『地元民がつくる谷保の風景』

地図旅Vol.7の案内人

「くにたち はたけんぼ」を運営するすがいまゆみさん。

すがいまゆみさん
すがいまゆみさん

8月21日に開催された「くにたちを感じる地図旅Vol.7」では、地元民からの声を皆で聞かせていただく場を作りました。テーマは「湧水」。というのも、湧水を源泉とする谷保の矢川が、東京都湧水名水にも選ばれているからです。

昔の谷保には水車が8基あり、粉をひく共同水車だったり、個人が持ってたり、湧水を活用した生活があったようです。上等の湧水でわさび田もあったとか。

矢川に沿って歩くと、矢川駅から、国立六小から甲州街道へでて、滝乃川学園を抜けることになりました。

住宅街を流れる矢川
住宅街を流れる矢川

当日は滝乃川学園内でもくにたちアートビエンナーレが開催されてました。密やかすぎる展示
当日は滝乃川学園内でもくにたちアートビエンナーレが開催されてました。密やかすぎる展示

滝乃川学園から矢川おんだしへ流れ出す湧水
滝乃川学園から矢川おんだしへ流れ出す湧水

滝乃川学園の中を流れる矢川から「おんだし」へ。そして、他人の敷地内を歩いて公道にでた。一言、あいさつをしながら通った。そしたら、気持ちよく「いいよ、いいよ。」

湧水と湧水と湧水がぶつかる矢川おんだし
湧水と湧水と湧水がぶつかる矢川おんだし

地の人たちで作った用水路の石垣。石垣は自然が作ったものではなく、人間が意味あって積み上げたもの。昔は石垣の石を抜き取って、子どもたちが沢蟹を捕まえて遊んだそうな。だもんで、水路には入ってはいけないと囲いをつくったエリアがある。でも大半が囲いを作らずに水を流す。

花農家の佐伯さんから水車の話など昔話を聞く
花農家さんから水車の話など昔話を聞く

谷保の美学その1。手作りの水路石垣
谷保の美学その1。手作りの水路石垣

水草のみくりが育つ間は生物の生態系も安心
水草のみくりが育つ間は生物の生態系も安心

お会いした地元民がやんわりと教えてくれた。この田園風景は「自然を守る」という意識で作られたものではない。地元民が生きるために自然とどうやって共存していくかを考え、工夫し、かつ、かれらの美意識を加味してつくりあげてきた風景だと。

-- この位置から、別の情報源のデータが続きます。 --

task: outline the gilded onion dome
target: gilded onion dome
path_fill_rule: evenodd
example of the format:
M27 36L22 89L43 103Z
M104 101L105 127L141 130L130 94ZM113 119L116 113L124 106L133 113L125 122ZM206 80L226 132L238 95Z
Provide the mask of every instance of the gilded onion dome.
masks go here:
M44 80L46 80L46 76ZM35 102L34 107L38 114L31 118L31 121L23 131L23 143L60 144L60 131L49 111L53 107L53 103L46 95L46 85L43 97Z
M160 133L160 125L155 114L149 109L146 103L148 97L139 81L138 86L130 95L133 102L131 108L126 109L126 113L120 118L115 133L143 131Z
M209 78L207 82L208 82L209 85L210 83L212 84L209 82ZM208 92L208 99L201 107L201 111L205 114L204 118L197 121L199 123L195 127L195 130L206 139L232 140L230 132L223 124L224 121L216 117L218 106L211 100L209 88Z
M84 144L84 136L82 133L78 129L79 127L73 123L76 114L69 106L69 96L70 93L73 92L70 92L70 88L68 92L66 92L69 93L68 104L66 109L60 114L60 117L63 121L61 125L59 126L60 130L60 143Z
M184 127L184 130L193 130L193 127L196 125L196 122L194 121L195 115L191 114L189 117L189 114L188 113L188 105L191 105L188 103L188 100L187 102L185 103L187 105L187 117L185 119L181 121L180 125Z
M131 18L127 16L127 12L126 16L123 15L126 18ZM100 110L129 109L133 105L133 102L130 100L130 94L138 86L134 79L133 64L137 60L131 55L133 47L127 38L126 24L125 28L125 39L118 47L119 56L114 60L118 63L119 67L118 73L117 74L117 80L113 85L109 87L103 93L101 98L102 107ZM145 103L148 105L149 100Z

これがこの地の素晴らしさ。禁じてしまうことは簡単だけど、お互いの事情にも配慮すると簡単に立ち入り禁止にはできない。地の人たちの美学をみた気がする。

畑ディナー

そしてちょうど、夕方6時。おなかがすいた頃にたどり着いたのが「くにたち はたけんぼ」。農地を活かして何ができるか、いろいろなことに挑戦中、かつ経済も回す場所となっています。

かの地で田んぼができるということは水がきれいということ。
かの地で田んぼができるということは水がきれいということ

都市農業で田んぼ。稲作を待つ田んぼ。
都市農業で田んぼ。稲作を待つ田んぼ。

 

あたり一面は田んぼ
あたり一面は田んぼ

お手製の窯に火がはいりました!
お手製の窯に火がはいりました!

暗闇の畑ディナーとはこんな感じ
暗闇の畑ディナーとはこんな感じ

畑ディナーのメインディッシュ
畑ディナーのメインディッシュ

畑ディナーの調理人の村井里子さん
畑ディナーの調理人の村井里子さん

畑カクテルのモヒート
畑カクテルの谷保モヒート

谷保に残る田園風景を普通に享受したい人間は、土足で他人の仕事場に入り込むようなマナー違反に注意しないといかんと気づいた地図旅。viewを楽しみながらウオーキングもいいけど、地の人と話すウオーキングも大事だわ。そして、最後は皆さんで畑ディナー♫

「くにたち はたけんぼ」の運営方法もおもしろいですし、様々なイベントも開催されています。地元の子育て支援事業なんかは国立ならではの立地を活かした生活スタイルを提供してます。他にも婚活パーティとか。新ったらしい農園です。